For starters we have to believe the mentally light Meg is an advertising executive. Next, the sight of a pudgy and balding man dressed as Dudley Do Right who strips in the lobby did not induce phone calls to the authorities. Then the whole reason for the floor show was so that Van could explain over the phone that the performance was called “The Full Mounty”, (how I wish this were not true.) Somehow this surreal little vignette manages to sway Meg to go out with Van, a man who often utters the line, “I-A-G Baby!”, a catch phrase that nobody catches.
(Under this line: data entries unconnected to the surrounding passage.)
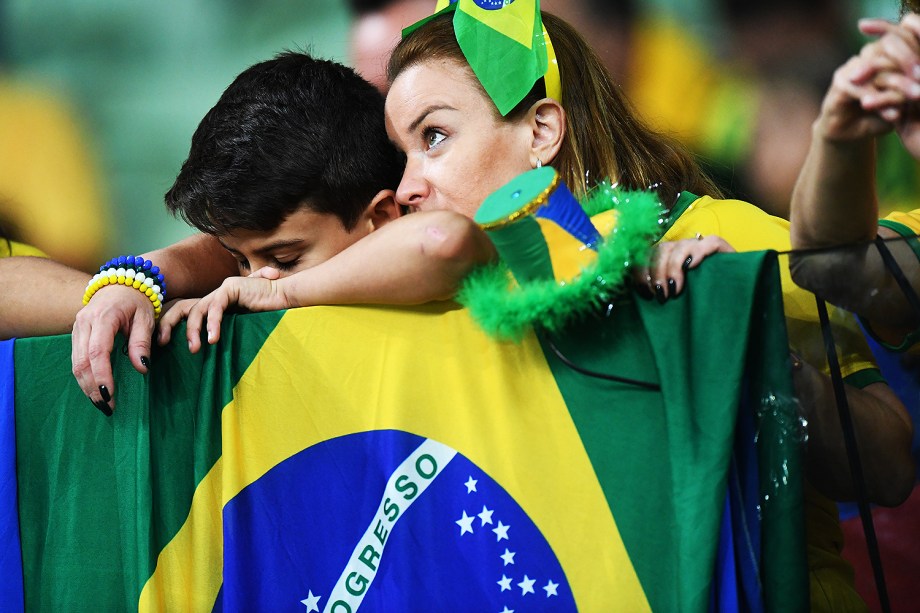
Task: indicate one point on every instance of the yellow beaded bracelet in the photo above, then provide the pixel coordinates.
(130, 278)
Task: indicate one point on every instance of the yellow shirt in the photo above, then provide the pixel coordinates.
(10, 248)
(747, 228)
(48, 185)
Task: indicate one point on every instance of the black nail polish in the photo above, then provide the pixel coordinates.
(106, 409)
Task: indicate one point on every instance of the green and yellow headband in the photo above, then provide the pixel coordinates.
(506, 45)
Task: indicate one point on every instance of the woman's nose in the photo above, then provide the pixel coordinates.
(413, 190)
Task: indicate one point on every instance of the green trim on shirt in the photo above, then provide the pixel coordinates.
(864, 378)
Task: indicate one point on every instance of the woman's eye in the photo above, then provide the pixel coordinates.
(433, 138)
(285, 265)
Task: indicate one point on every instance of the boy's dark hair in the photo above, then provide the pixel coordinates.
(290, 132)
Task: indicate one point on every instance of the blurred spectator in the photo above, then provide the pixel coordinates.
(49, 190)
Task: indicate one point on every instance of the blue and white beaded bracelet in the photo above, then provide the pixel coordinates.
(134, 272)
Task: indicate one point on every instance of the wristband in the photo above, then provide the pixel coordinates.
(130, 271)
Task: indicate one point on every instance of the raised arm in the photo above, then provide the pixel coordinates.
(415, 259)
(834, 202)
(191, 267)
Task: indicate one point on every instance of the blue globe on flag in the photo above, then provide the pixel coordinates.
(385, 521)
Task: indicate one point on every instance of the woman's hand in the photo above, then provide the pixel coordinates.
(113, 309)
(664, 278)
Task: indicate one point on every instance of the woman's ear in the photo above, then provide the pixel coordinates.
(382, 209)
(547, 122)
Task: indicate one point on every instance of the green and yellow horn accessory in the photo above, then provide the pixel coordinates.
(561, 259)
(506, 45)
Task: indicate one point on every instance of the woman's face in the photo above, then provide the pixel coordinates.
(458, 149)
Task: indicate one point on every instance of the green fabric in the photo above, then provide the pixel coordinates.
(863, 378)
(152, 449)
(705, 356)
(904, 231)
(522, 246)
(506, 68)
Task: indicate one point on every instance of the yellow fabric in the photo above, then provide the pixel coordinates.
(747, 228)
(11, 248)
(48, 187)
(911, 219)
(673, 83)
(267, 422)
(830, 576)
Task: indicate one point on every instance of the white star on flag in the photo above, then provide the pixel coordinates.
(501, 532)
(526, 585)
(311, 601)
(465, 523)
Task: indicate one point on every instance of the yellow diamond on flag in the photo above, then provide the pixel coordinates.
(514, 19)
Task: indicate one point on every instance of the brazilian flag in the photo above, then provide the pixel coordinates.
(398, 459)
(503, 42)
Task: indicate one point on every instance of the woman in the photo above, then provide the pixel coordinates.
(459, 148)
(37, 296)
(835, 204)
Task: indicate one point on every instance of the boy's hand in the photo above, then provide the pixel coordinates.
(257, 292)
(174, 312)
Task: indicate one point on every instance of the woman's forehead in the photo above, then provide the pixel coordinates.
(421, 83)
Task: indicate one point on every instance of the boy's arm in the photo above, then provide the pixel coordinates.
(191, 267)
(38, 296)
(415, 259)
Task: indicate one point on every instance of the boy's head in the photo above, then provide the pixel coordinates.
(295, 147)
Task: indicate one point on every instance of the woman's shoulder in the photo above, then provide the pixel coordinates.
(11, 248)
(745, 226)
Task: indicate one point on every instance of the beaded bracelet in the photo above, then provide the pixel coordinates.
(134, 272)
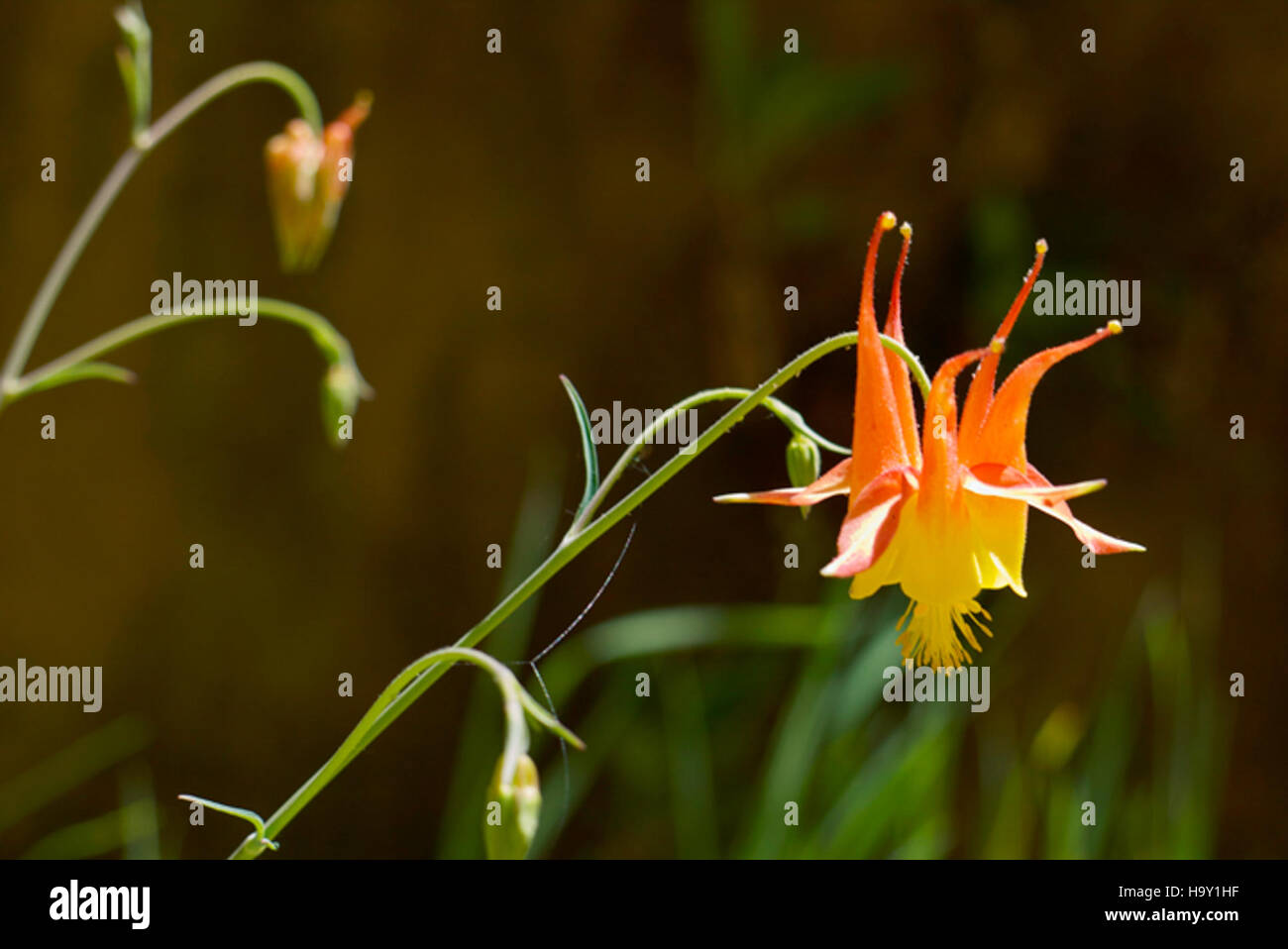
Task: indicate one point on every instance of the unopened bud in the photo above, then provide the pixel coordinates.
(307, 180)
(513, 811)
(342, 389)
(803, 464)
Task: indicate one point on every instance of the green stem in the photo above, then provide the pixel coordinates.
(515, 699)
(408, 687)
(329, 340)
(145, 142)
(791, 417)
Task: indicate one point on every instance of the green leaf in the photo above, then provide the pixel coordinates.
(256, 820)
(588, 446)
(80, 372)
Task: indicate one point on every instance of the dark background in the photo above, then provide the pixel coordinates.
(518, 170)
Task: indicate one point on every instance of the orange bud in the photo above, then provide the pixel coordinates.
(307, 180)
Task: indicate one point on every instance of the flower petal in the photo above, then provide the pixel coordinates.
(1003, 436)
(877, 442)
(1033, 488)
(979, 397)
(901, 378)
(835, 480)
(871, 523)
(939, 471)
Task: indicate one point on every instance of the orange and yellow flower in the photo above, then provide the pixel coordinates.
(943, 512)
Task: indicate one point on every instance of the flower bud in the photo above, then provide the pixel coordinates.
(307, 180)
(803, 464)
(513, 811)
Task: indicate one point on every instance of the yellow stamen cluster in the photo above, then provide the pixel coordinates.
(931, 634)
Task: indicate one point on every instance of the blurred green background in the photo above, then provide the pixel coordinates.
(1108, 685)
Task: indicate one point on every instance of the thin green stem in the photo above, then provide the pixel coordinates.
(790, 416)
(515, 699)
(89, 220)
(329, 340)
(420, 677)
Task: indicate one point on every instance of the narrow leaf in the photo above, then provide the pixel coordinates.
(81, 371)
(588, 445)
Van and Meg hit it off in a series of spirited dates but she then uncorks the unholiest of unholies and tells Van that he is a great friend. You see, Meg has her sights set on meeting a “Great Guy”, and a talented and successful club owner who dotes on her is not what she has in mind. To Van’s credit he doesn’t descend into a nightly ritual of mewling about his torment to his buddies over a platter of chicken wings and pitchers of Rolling Rock at the area sports bars.
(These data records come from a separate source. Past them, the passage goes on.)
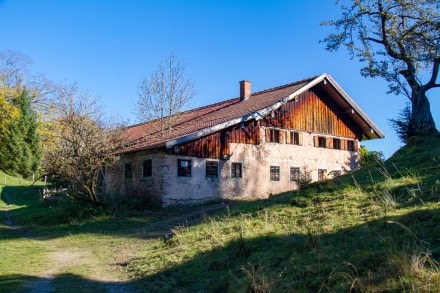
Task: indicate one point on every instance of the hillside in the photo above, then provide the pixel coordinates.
(372, 230)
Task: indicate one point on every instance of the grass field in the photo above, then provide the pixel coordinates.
(374, 230)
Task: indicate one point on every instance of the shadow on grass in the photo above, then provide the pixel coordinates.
(377, 254)
(53, 219)
(370, 255)
(61, 283)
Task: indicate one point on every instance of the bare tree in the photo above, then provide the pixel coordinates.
(78, 141)
(399, 40)
(165, 95)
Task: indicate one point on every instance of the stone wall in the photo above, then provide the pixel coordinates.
(256, 161)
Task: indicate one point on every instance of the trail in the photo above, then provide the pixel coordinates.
(64, 257)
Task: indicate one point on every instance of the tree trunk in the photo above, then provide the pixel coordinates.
(421, 122)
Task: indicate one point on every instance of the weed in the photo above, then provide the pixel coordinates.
(258, 281)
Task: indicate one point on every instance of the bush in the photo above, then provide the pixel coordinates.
(369, 158)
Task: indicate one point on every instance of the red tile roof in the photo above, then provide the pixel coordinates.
(147, 135)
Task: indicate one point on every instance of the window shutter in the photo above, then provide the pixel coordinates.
(316, 141)
(267, 135)
(329, 143)
(343, 144)
(356, 145)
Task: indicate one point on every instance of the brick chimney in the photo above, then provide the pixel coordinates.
(245, 90)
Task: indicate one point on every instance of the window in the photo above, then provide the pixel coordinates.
(322, 174)
(274, 173)
(236, 170)
(350, 145)
(336, 143)
(128, 172)
(212, 169)
(321, 142)
(292, 137)
(147, 168)
(294, 173)
(183, 168)
(336, 173)
(273, 135)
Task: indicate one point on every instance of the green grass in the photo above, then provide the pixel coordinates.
(373, 230)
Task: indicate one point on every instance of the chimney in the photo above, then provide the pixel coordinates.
(245, 90)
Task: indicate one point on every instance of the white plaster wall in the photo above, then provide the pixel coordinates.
(256, 161)
(255, 182)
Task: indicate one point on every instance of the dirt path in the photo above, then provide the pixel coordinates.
(64, 258)
(100, 265)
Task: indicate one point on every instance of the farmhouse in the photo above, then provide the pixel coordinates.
(251, 146)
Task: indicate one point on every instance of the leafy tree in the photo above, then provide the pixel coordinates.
(399, 40)
(20, 146)
(8, 112)
(80, 142)
(401, 123)
(165, 95)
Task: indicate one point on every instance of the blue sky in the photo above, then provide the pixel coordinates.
(108, 47)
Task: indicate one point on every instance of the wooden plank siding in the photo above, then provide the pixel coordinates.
(216, 145)
(313, 111)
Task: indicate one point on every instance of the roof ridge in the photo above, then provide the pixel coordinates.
(231, 100)
(286, 85)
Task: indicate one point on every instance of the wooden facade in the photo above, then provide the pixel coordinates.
(311, 111)
(216, 145)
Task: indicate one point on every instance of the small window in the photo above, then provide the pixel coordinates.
(273, 135)
(212, 169)
(350, 145)
(292, 137)
(321, 142)
(294, 173)
(236, 170)
(274, 173)
(336, 143)
(147, 168)
(128, 172)
(336, 173)
(183, 168)
(322, 174)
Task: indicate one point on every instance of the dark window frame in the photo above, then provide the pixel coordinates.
(322, 174)
(147, 168)
(275, 173)
(211, 169)
(350, 145)
(128, 170)
(336, 173)
(183, 171)
(322, 142)
(293, 137)
(336, 143)
(274, 136)
(295, 173)
(236, 170)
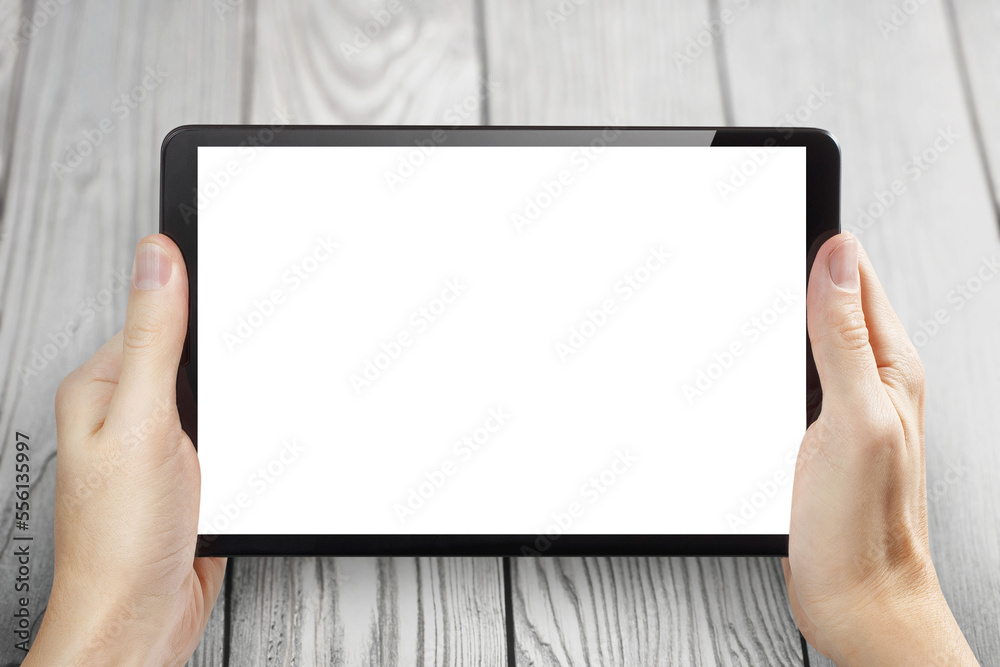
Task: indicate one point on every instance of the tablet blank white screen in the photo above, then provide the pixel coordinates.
(499, 340)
During a lunch non-date with Van Meg meets Brad, a former high school crush who is, like–sooooo buff, and–I mean–a complete hottie! Brad is completely smitten with this new version of Meg, and in a surfer drawl thicker than melted board wax he totally asks her out. Brad turns out to be an entrepreneur, but since the marble head would probably think this was an insult I’ll just say he owns a body-board company. Meg feels she has landed her perfect man, which makes sense since together they manage to almost have enough smarts for one brain. Meanwhile Liv has begun to see what Meg failed to notice in Van, and they start off on a relationship of their own.

Now since Meg has found her perfect man and cast aside the vocalist, she naturally has problems with her best friend dating the man with whom she never was romantically involved and subsequently had cut off all communications entirely once he professed his affection. It does not help her stress that Brad begins to exhibit adolescent tendencies, all while speaking like a Tule elk in rut. Just as Meg begins to fall apart Van Slee unfurls a climatic final ten minutes that is most unlikely in order to tidy things up for a happy ending

One of the puzzling aspects of this movie is that the central theme attempts to dispel the notion that blondes are a stereotypical lot of addled hedonists. Then Van Slee commences to parade before the camera a troupe of broad portrayals—the snippy French Waiter, the hyper-sensitive gay man, the in-a-fog surfer dude. It takes a special talent to lecture and degrade at the same time.

The final frame finally reveals what Van was getting at with his slang, “I-A-G Baby”: It’s All Good. Ironic when you consider the film is mostly bad. Come for the blondes, stay for the music, and mix yourself a martini. By the end you’ll need one.